Wieczór z „Facetem mojej żony” i nie tylko

Na przedstawienie jechałam bez szczególnych oczekiwań. To przez ten tytuł „Facet mojej żony” – zbyt oczywisty dla wyobraźni, która niemal automatycznie podpowiadała tragikomiczne scenariusze. Czy to aby na pewno dla mnie, najbardziej lubiącej w teatrze zaskoczenie i niedopowiedzenie? – to pytanie kołatało w mojej głowie, kiedy już prawie dojechałam na miejsce i jeszcze tylko próbowałam znaleźć miejsce parkingowe w niedzielny wieczór w pobliżu warszawskiej Starówki.
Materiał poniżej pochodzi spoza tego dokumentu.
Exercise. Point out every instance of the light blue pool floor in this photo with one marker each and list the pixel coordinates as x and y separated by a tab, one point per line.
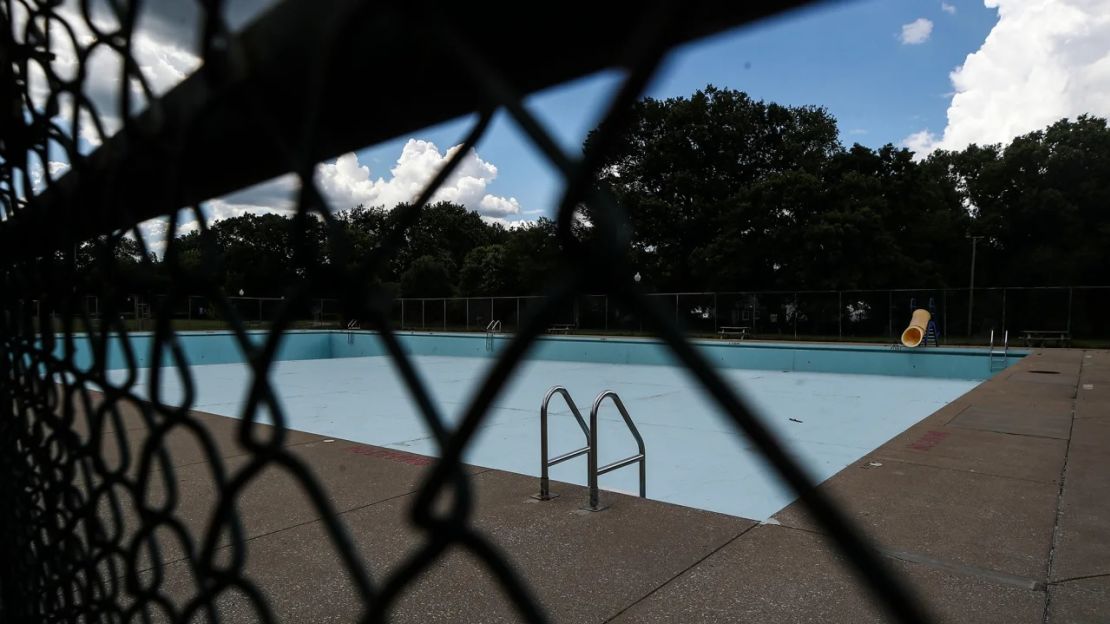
696	458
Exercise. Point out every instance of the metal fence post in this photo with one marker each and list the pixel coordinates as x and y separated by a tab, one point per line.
944	300
839	314
890	313
1069	310
795	315
1003	309
714	312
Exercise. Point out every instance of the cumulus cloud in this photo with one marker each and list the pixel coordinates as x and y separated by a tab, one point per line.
1041	62
346	182
917	31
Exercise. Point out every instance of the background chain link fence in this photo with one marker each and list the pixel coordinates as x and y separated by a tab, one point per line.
83	530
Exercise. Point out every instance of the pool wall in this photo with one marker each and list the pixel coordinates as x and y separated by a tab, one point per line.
221	348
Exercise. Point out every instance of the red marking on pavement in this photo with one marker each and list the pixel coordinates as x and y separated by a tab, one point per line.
392	455
929	440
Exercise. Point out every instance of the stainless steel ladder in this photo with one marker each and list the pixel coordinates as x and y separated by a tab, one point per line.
544	462
998	358
492	329
593	504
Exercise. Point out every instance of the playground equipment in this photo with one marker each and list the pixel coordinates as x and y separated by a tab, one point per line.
918	329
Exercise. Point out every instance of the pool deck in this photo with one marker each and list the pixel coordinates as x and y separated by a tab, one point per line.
995	509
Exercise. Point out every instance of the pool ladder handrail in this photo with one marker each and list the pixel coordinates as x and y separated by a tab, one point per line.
544	462
492	329
1002	354
593	504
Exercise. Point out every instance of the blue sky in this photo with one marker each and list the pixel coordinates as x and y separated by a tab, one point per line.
847	57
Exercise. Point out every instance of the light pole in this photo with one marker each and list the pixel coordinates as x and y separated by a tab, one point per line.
971	287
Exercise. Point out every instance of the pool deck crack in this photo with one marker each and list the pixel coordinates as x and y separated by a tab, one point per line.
680	573
1050	564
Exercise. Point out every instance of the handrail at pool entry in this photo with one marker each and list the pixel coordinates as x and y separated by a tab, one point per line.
593	504
493	328
1001	354
544	462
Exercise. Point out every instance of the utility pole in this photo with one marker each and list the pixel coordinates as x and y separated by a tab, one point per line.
971	287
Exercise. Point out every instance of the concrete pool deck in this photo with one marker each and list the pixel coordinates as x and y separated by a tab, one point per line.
995	509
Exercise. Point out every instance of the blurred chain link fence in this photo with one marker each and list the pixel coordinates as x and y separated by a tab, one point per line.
89	510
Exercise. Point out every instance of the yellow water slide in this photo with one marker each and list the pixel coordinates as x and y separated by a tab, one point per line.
915	333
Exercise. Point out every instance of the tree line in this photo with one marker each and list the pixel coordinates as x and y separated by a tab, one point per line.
727	193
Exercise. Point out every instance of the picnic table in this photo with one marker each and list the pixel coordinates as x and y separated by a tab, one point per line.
1061	338
734	331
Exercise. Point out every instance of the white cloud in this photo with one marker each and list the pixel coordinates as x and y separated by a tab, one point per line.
347	183
920	143
917	31
1042	61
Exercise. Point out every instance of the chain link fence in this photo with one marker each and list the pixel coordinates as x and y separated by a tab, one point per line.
272	99
861	315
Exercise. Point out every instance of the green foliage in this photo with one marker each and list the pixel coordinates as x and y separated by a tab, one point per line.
725	193
484	271
427	275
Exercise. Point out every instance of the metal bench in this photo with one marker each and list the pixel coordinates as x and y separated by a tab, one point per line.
1040	338
732	331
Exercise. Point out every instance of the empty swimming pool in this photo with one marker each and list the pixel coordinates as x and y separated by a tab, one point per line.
829	405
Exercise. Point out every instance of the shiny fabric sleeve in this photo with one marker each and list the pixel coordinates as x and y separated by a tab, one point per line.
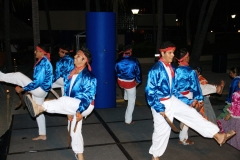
42	76
233	87
88	95
202	80
157	87
138	77
84	89
195	86
63	67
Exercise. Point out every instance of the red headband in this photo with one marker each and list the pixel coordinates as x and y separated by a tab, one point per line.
167	49
66	50
126	52
44	52
89	66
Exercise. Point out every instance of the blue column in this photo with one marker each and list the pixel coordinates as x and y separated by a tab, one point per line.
101	41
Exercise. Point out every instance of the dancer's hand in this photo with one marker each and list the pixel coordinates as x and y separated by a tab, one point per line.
200	104
19	89
78	116
70	117
163	114
193	103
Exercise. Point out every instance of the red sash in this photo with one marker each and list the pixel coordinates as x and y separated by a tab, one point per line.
185	92
164	99
126	85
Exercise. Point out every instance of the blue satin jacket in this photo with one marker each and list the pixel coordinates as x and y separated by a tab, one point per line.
233	88
42	76
63	67
158	87
84	88
128	68
186	79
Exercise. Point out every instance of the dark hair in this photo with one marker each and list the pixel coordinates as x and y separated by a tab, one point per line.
181	53
127	47
44	47
235	70
198	69
66	47
167	44
87	53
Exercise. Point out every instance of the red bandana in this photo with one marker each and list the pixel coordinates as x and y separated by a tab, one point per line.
168	65
75	71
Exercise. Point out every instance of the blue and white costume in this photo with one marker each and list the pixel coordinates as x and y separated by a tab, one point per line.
233	88
187	83
163	97
79	96
38	87
129	75
63	68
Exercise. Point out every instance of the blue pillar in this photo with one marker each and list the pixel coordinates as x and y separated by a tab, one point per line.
101	41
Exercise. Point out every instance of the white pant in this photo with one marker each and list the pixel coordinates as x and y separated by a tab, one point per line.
59	83
68	106
184	113
183	134
130	95
208	89
38	94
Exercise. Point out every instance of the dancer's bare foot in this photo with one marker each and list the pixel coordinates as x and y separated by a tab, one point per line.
155	158
80	156
220	87
18	105
40	137
221	138
227	117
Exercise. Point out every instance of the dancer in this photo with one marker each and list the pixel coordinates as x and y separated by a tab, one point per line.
234	74
63	67
163	99
230	118
208	109
129	76
78	99
186	82
39	87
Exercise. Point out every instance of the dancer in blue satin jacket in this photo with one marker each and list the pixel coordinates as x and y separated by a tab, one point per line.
63	67
164	101
38	87
234	74
128	77
77	101
187	83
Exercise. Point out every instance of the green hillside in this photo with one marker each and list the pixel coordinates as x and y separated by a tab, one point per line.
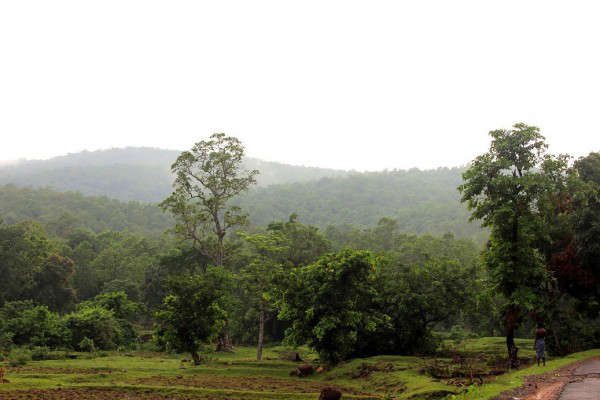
421	201
135	173
63	212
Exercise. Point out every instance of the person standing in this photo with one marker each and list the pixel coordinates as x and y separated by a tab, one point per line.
540	344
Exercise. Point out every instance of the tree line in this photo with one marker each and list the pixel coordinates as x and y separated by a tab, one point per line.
345	291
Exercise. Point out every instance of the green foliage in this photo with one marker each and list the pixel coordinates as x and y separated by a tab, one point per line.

Zastanawiałam się kto przyjdzie, ile wolnych miejsc straszyć będzie przybyłą widownię. Okazało się, że pierwszym zaskoczeniem była właśnie pełna widownia, kameralnej wprawdzie Sali SCEK na ul. Jezuickiej, ale jednak – wszystkie miejsca były zajęte. Dominowały kobiety, ale przybyli również mężczyźni, może tylko towarzyszyli swoim kobietom, ale jednak byli obecni. Spektakl również mnie zaskoczył, bo chociaż tytuł zdradzał wiele, przedstawienie tematu pozostawiało sporo możliwości jego rozwinięcia – w zależności od własnych doświadczeń i wrażliwości postrzegania świata.
Po przedstawieniu poszłyśmy z Joanną i naszą wspólną dobrą znajomą do pobliskiej kawiarenki na babskie pogaduszki i wymianę wrażeń po spektaklu. Okazało się, że podczas wieczoru co chwila przychodziły mi do głowy refleksje pospektaklowe i to nie tylko w tematach damsko-męskich. Miałam wrażenie, że wpadam w jakąś pseudo-obsesję „Faceta mojej żony”, i do końca wieczoru nie mogłam uwolnić się od tych skojarzeń. Ale muszę przyznać, że lubię ten stan, kiedy jakieś zdarzenie pozostaje w mojej głowie zmuszając do głębszych refleksji o życiu, miłości, szczęściu i marzeniach. To zawsze prowadzi do pozytywnych zmian.